Distribution: Widely distributed; highly protein-bound (~60-65%).
Metabolism: Primarily hepatic via CYP3A4.
Excretion: Feces (main route), small amount in urine.
Half Life: Approximately 2-4 hours.
Contraindications
- Known hypersensitivity to indinavir or component ingredients.
Precautions
- Use with caution in patients with renal impairment, hepatic impairment, or kidney stones.
Adverse Reactions - Common
- Nephrolithiasis (kidney stones) (Less frequent; monitor renal function)
- Hyperbilirubinemia (Common)
- Rash (Common)
- Lipodystrophy, hyperlipidemia, elevated liver enzymes, nausea, diarrhea. (Variable)
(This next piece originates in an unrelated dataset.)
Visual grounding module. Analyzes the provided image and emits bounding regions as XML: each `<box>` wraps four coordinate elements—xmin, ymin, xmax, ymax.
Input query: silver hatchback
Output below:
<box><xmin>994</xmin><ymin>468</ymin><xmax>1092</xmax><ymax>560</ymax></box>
Adverse Reactions - Serious
- Immune reconstitution syndrome (Rare)
- Stevens-Johnson syndrome and toxic epidermal necrolysis (Very rare)
- Hepatotoxicity (Rare)
- Acute renal failure (due to nephrolithiasis) (Less frequent)
Drug-Drug Interactions
- Ritonavir (potentiates indinavir levels), other CYP3A4 inhibitors or inducers, drugs affecting renal function.
Drug-Food Interactions
- High-fat meals may delay absorption; take consistently with or without food as advised.
Drug-Herb Interactions
- St. John’s Wort (may decrease efficacy).
Nursing Implications
Assessment: Monitor renal function, liver function, lipid profile, and presence of renal stones.
Diagnoses:
- Risk for renal stones, altered renal function, hyperlipidemia.
Implementation: Administer as prescribed; ensure adequate hydration to prevent kidney stones; monitor for adverse effects.
Evaluation: Assess renal function, adherence, and effectiveness of viral suppression.
Patient/Family Teaching
- Take medication exactly as prescribed.
- Maintain adequate hydration (at least 48 ounces of water daily).
- Report signs of kidney stones (flank pain, blood in urine).
- Adhere to regular monitoring appointments.
- Be aware of potential side effects and drug interactions.
Special Considerations
Black Box Warnings:
- Risk of nephrolithiasis; recommend hydration and monitoring of renal function.
Genetic Factors: None specified.
Lab Test Interference: May slightly increase bilirubin levels without jaundice.
Overdose Management
Signs/Symptoms: Nausea, vomiting, dizziness, hypotension.
Treatment: Supportive care; no specific antidote; monitor renal function; provide hydration and symptomatic treatment.
Storage and Handling
Storage: Store at room temperature, 20°C to 25°C (68°F to 77°F).
Stability: Stable under recommended conditions for shelf life indicated in packaging.